Sobre lo que llamáis la política económica del Régimen, nada más lejos de la realidad que el concepto que de ella os han hecho formar, y no os extrañe que me vea obligado a rechazar con la máxima energía el disparatado concepto que han hecho figurar en vuestros labios de que los males de España “sean fruto de una política persistente durante todos estos años, que ha herido profundamente las raíces mismas de la riqueza nacional”. ¿Quién puede haber llevado a vuestro ánimo tamaño dislate? ¿Qué raíces de la riqueza nacional han sido heridas por nuestro Régimen? ¿Sabéis, por acaso, cómo heredamos a España y cómo la hemos puesto? ¿El estado de abandono en que durante muchos años, cuando todo era fácil, se dejó a nuestra economía? ¿No habéis oído a nuestros enemigos repetir, antes de abandonar la nación, que nos dejaban inviable, con el oro expoliado, los ferrocarriles destruidos, los barcos robados, los depósitos vacíos, la cabaña arruinada y atraso de deudas comerciales de más de cuatrocientos millones de pesetas oro y una circulación monetaria tendente a lo astronómico? ¿Sabéis siquiera cuál fue la política económica de los Gobiernos que en España se han venido sucediendo?

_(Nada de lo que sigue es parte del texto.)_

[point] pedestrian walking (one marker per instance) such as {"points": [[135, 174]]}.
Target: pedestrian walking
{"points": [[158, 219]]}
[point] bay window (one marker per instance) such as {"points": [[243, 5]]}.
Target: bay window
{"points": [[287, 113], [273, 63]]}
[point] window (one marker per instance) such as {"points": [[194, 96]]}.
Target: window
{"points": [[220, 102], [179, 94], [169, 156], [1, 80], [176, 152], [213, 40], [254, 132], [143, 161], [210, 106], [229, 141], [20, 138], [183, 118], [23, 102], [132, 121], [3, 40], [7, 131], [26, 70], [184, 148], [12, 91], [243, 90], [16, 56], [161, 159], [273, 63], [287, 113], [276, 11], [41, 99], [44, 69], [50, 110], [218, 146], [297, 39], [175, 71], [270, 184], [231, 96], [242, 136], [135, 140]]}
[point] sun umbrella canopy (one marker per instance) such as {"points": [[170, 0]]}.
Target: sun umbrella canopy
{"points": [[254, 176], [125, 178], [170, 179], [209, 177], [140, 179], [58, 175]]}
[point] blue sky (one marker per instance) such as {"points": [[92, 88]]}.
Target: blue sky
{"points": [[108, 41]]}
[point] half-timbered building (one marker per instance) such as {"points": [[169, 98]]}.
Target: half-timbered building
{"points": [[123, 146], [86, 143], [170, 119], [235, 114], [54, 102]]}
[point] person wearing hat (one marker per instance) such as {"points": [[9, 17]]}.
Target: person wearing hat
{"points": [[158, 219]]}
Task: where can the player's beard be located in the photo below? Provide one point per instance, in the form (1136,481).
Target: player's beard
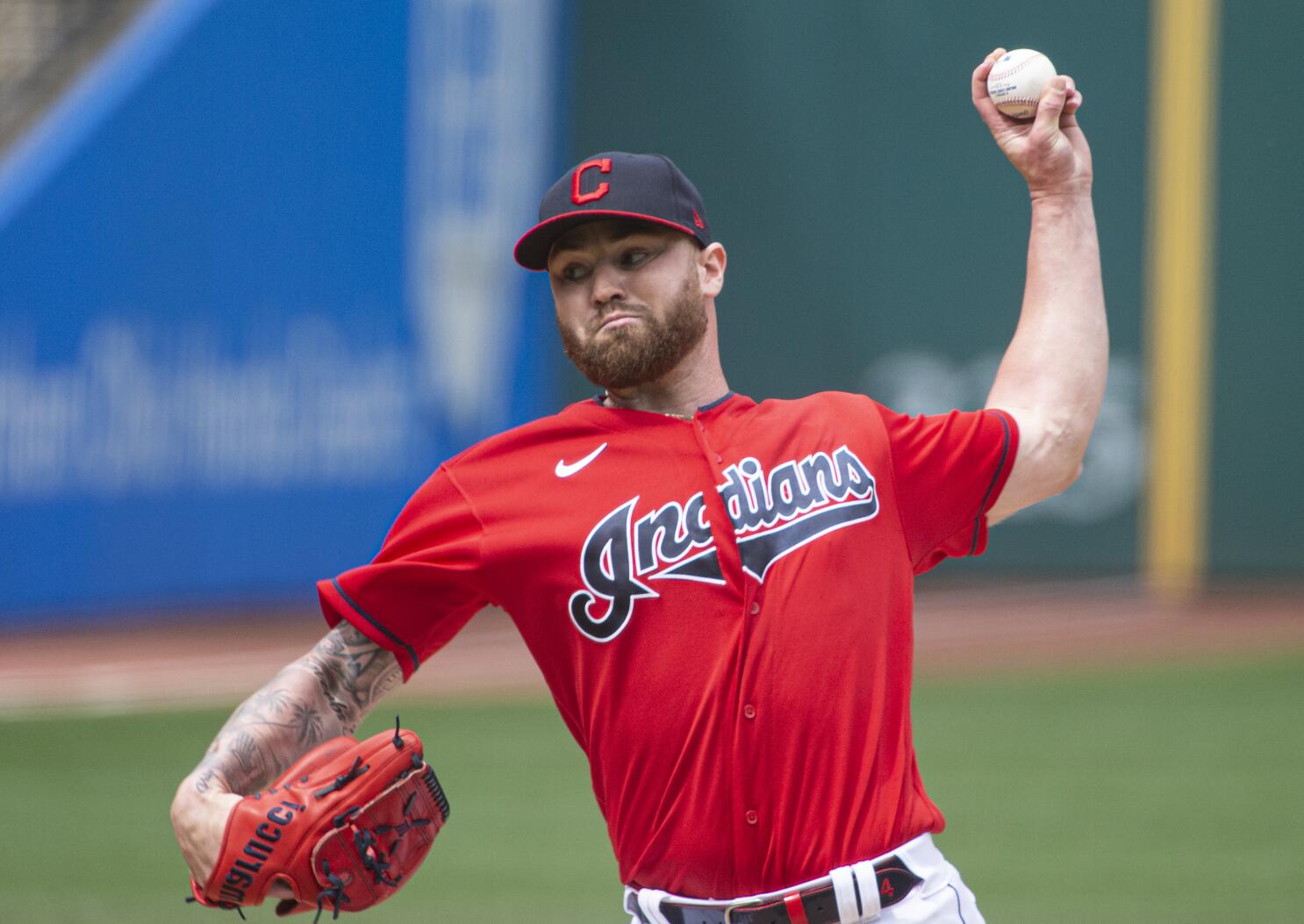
(643,352)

Nuestra política económica no es un capricho: responde a una necesidad histórica y sin ella España se hubiera hundido definitivamente. La ecuación de una balanza comercial totalmente desnivelada en varios cientos de millones desde principios de siglo a nuestros días, que progresivamente iba haciendo a la nación cada día más pobre; la posesión en manos del extranjero de nuestras principales riquezas mineras –plomo, cobre, cinc, potasas, hierro- y las principales empresas industriales o de electricidad, entre las que destacan Ríotinto, Peñarroya, la Sevillana de Electricidad, Fuerzas y Riegos del Ebro, Telefónica y tantas otras empresas que vinieron sangrando a España y a su economía durante cincuenta años. No creo sea un timbre de honor para los regímenes y sistemas que nos precedieron.

El que España reivindique la posesión de las nuevas riquezas futuras y que en ellas el capital extranjero participe con la limitación del 25 por ciento o aquélla que sea verdaderamente indispensable mediante decreto motivado es el camino obligado de cuantos sienten a la nación y aspiran a levantarla.

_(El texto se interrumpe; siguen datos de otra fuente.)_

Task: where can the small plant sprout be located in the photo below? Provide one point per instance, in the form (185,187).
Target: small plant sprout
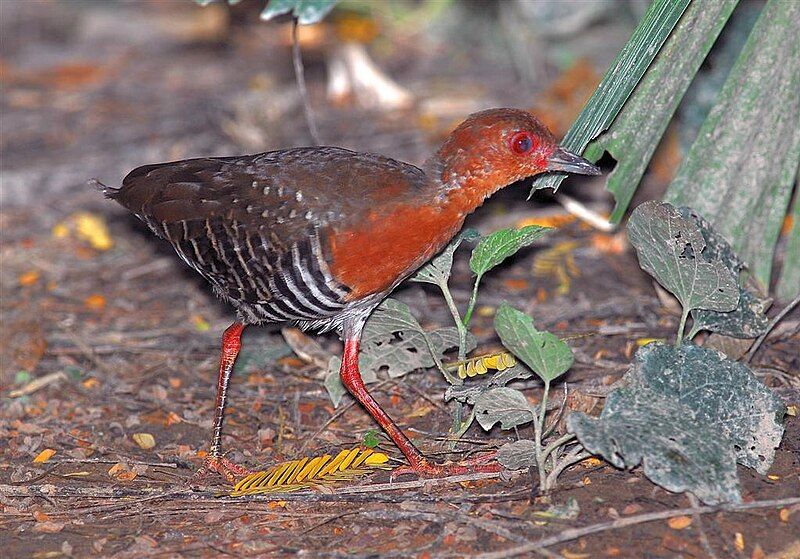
(549,358)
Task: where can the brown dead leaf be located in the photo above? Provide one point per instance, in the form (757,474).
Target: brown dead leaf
(48,527)
(44,456)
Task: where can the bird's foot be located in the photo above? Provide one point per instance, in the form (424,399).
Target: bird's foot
(425,469)
(221,465)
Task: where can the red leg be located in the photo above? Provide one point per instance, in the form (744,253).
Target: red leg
(351,378)
(231,343)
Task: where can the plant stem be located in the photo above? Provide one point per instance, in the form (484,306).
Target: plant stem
(472,300)
(557,443)
(682,327)
(538,427)
(460,326)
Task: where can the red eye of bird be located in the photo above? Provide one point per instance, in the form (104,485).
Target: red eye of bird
(522,143)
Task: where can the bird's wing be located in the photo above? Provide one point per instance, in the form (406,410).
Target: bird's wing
(236,219)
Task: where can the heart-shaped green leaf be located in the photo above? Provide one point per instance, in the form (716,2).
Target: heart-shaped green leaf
(498,246)
(544,353)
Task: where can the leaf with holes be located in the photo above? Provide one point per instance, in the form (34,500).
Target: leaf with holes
(437,271)
(544,353)
(493,249)
(504,405)
(748,319)
(671,249)
(306,11)
(688,415)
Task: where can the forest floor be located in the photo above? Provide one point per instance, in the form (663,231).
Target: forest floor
(124,339)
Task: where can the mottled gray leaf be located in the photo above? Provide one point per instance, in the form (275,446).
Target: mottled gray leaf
(504,405)
(544,353)
(748,319)
(677,452)
(717,392)
(518,455)
(394,340)
(306,11)
(437,271)
(670,248)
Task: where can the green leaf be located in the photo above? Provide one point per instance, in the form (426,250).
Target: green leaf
(740,171)
(747,320)
(544,353)
(637,130)
(620,80)
(495,248)
(504,405)
(306,11)
(517,455)
(688,414)
(371,439)
(670,248)
(437,271)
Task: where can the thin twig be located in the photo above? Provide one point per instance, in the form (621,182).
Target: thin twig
(571,205)
(698,522)
(299,73)
(575,533)
(771,325)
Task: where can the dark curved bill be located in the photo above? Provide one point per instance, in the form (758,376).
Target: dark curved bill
(568,162)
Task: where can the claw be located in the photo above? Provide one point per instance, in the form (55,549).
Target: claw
(221,465)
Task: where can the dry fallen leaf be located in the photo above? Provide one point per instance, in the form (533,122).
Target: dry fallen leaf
(28,278)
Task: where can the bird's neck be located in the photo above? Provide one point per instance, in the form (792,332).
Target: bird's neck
(459,187)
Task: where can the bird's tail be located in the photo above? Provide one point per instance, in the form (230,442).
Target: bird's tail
(108,191)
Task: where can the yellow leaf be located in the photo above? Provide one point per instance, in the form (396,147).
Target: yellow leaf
(61,231)
(679,522)
(144,440)
(44,456)
(307,472)
(92,228)
(738,541)
(641,342)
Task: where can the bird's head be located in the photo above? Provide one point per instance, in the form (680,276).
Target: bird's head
(496,147)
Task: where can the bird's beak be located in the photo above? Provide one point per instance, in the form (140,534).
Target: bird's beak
(568,162)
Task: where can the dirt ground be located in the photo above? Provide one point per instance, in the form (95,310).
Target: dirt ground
(127,337)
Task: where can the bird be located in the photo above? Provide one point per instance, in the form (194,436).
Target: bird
(319,236)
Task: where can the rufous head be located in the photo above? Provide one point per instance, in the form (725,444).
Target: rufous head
(496,147)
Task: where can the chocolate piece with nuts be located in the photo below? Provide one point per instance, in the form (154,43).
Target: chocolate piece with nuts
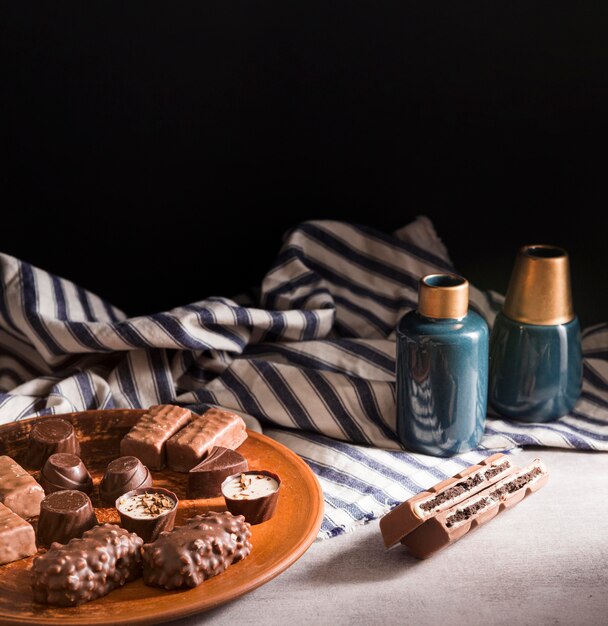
(204,547)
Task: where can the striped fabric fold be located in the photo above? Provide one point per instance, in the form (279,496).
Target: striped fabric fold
(311,354)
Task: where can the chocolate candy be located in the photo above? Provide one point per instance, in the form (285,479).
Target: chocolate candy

Ésta es la rectificación que España hace a cincuenta años de incuria, que es natural lastime a cuantos por acción o inhibición a ello contribuyeron. A nadie más que al Régimen beneficiaría la libre discusión sobre la materia y que nadie cohibe.

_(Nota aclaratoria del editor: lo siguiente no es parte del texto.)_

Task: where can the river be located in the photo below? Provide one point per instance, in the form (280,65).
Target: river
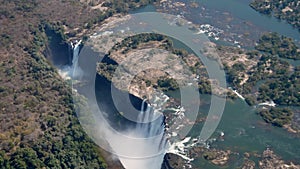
(244,130)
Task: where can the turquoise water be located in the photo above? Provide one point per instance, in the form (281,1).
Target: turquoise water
(244,130)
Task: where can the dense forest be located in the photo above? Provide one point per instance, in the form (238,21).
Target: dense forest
(272,78)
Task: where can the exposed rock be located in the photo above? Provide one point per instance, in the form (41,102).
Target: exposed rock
(272,161)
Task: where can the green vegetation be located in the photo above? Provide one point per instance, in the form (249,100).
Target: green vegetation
(39,125)
(277,116)
(288,10)
(275,44)
(126,5)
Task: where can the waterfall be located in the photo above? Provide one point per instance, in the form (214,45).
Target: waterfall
(76,49)
(147,143)
(66,71)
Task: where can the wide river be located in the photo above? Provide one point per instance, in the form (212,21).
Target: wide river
(244,130)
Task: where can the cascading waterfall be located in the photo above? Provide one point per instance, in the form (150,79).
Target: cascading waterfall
(146,142)
(66,72)
(141,147)
(76,49)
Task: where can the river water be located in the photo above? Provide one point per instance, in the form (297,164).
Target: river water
(244,130)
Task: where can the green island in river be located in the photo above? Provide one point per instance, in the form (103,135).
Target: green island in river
(39,127)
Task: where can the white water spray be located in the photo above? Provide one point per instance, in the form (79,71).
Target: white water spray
(145,145)
(66,72)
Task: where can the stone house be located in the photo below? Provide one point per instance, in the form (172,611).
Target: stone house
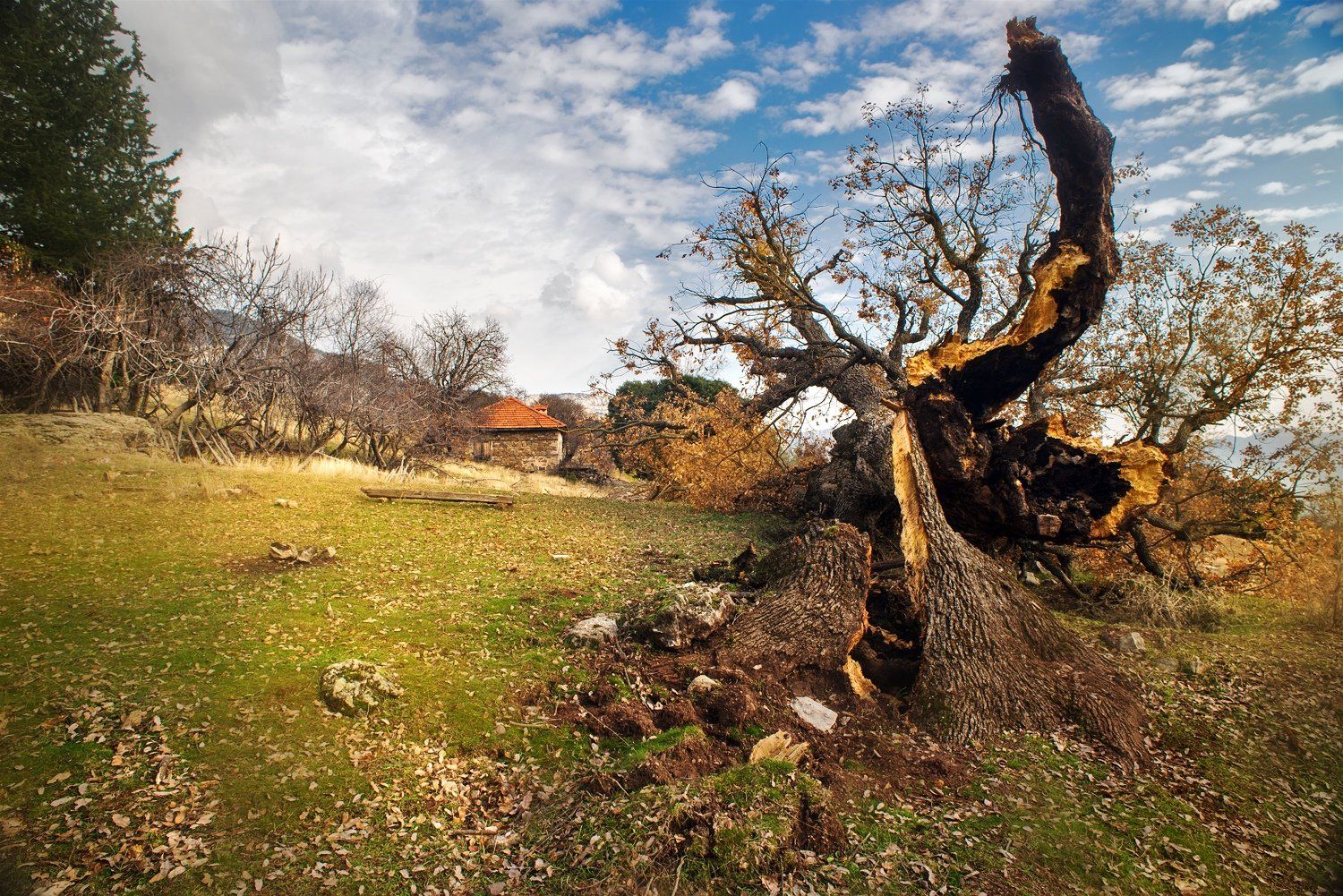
(518,434)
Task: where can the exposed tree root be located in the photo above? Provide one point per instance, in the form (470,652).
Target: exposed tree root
(814,610)
(993,657)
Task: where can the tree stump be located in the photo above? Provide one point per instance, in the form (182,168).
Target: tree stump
(814,609)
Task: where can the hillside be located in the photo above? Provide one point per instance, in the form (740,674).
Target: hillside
(161,729)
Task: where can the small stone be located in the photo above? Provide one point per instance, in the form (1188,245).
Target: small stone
(1123,641)
(778,747)
(681,616)
(354,687)
(1192,667)
(1131,643)
(599,629)
(701,686)
(814,713)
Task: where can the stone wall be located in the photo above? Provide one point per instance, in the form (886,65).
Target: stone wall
(521,449)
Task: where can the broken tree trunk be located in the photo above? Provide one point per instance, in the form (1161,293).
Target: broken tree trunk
(993,657)
(814,610)
(430,495)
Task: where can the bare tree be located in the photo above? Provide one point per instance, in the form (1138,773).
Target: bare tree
(928,460)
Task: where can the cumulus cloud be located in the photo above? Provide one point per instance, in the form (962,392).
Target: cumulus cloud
(1213,11)
(1322,15)
(1168,207)
(1225,152)
(1193,93)
(477,171)
(880,85)
(220,58)
(1303,212)
(733,97)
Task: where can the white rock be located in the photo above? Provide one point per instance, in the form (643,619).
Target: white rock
(1131,643)
(701,684)
(599,629)
(681,616)
(814,713)
(355,687)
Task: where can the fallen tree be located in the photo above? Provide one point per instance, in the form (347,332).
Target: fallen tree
(929,468)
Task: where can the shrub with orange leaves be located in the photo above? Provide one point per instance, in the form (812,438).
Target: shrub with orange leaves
(706,453)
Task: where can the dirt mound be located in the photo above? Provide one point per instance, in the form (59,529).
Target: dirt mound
(83,431)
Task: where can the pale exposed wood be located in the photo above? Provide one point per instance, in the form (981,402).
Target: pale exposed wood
(993,657)
(430,495)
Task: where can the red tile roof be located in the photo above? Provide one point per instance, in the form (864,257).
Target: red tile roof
(512,414)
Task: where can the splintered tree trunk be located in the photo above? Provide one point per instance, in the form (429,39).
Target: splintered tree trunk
(993,657)
(814,610)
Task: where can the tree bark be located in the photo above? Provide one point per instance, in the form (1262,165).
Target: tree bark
(993,657)
(814,610)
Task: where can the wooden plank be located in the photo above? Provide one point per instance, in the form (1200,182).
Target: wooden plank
(430,495)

Una cosa es la ayuda que España pudiera recibir en aquello que necesita y beneficiar su economía y otra la que ansían y ofrecen fácilmente los eternos especuladores internacionales y sus testaferros del interior. Si el pensar así o el reivindicar su pequeño trozo irredento de nuestro territorio, que como un estigma ha venido pesando sobre las generaciones que nos precedieron, encarna lo que llamáis ‘una orgullosa independencia, base sentimental del régimen’, todos los españoles la aceptamos gustosos.

Sobre la necesidad de una sólida ayuda exterior para el saneamiento interior que vienen inspirándoos, habéis de tener en cuenta que las cosas no se regalan y suelen tener un precio; pero que España la logrará tanto mejor cuanto más dispuesta se halle a lograrlo por su propio esfuerzo.

Muchos vienen en este orden dañando al crédito de nuestra nación los que consciente o inconscientemente en el extranjero especulan con las necesidades de nuestra patria, haciendo creer a quienes nunca nos quisieron que la situación es tal que puede llegar a hacerse insoportable para la vida de las clases medias y obreras y que, por lo tanto, España es fácil presa que puede caer de nuevo bajo sus garras.

 Admira a cuantos extranjeros conscientes nos visitan la vitalidad y el esfuerzo ingente que España ha desarrollado en estos años en el orden industrial y agrícola, que en este último aspecto no se acusa debidamente por la ocultación inherente a la recogida forzosa de cosechas y a la situación adversa meteorológica de los últimos tres años porque se ve con sólo recorrer los campos.

Si del orden económico pasamos al político, es cierto que la hostilidad contra nuestra patria de naciones que han adoptado una actitud oficiosa anticomunista, a primera vista parece justificada; pero en esto os ocultan que nuestra Cruzada no se libró exclusivamente contra el comunismo que nos amenazaba, último grado de un proceso masónico-marxista que le preparó y abrió su camino, sino también contra esa masonería y marxismo que nos condujeron a aquel estado, masonería y marxismo que están vivos en esas naciones y son los mantenedores y alentadores de esos estados de hostilidad contra nuestra patria que de triunfar volverían a hundirla en el mismo caos de que la sacamos.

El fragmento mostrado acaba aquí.